Software that is usually used to probe Windows applications for bugs and problems has been put to another use -- helping out with stem cell research. Scientists have long been trying to determine just what it is that influences the type of tissue stems cells turn into, and the answer is now a step closer.
Scientists were pleased and surprised to find that the reasons were not as complicated as first thought. Stem cells take one of two routes -- either continually replicating themselves or transforming into another type of cell. A good deal of stem cell research has focused on restorative medicine such as treating spinal injuries, and it is hoped that the Windows software will play a key role in the future.

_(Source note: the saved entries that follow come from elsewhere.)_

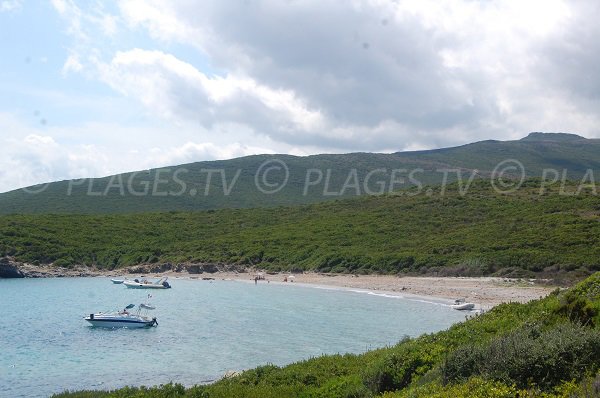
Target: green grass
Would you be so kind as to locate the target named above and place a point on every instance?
(184, 186)
(480, 233)
(538, 351)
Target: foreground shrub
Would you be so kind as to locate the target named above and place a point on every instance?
(529, 356)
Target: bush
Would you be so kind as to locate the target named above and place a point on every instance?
(562, 353)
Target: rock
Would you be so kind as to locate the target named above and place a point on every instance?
(201, 268)
(9, 269)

It has already proved invaluable in predicting what happens to stem cells. The software may be used to track bugs, but it can also be used to reverse-engineer software and determine the algorithms controlling outcomes. And this is what the scientists were able to do with the stems cells, feeding data about genetic and chemical makeups into the software. This enabled them to identify a series of interactions between a small number of proteins and environmental factors.
In turn, this made it possible to predict how stems cells would respond to various changes -- with an accuracy of 70 percent. "It signals a future where many discoveries in this area are driven by predictive model building," said Simon Tomlinson from the Institute for Stem Cell Research in Edinburgh.
From fighting bugs in Windows to working with stems cells, the "formal verification" process used has proved fantastically versatile.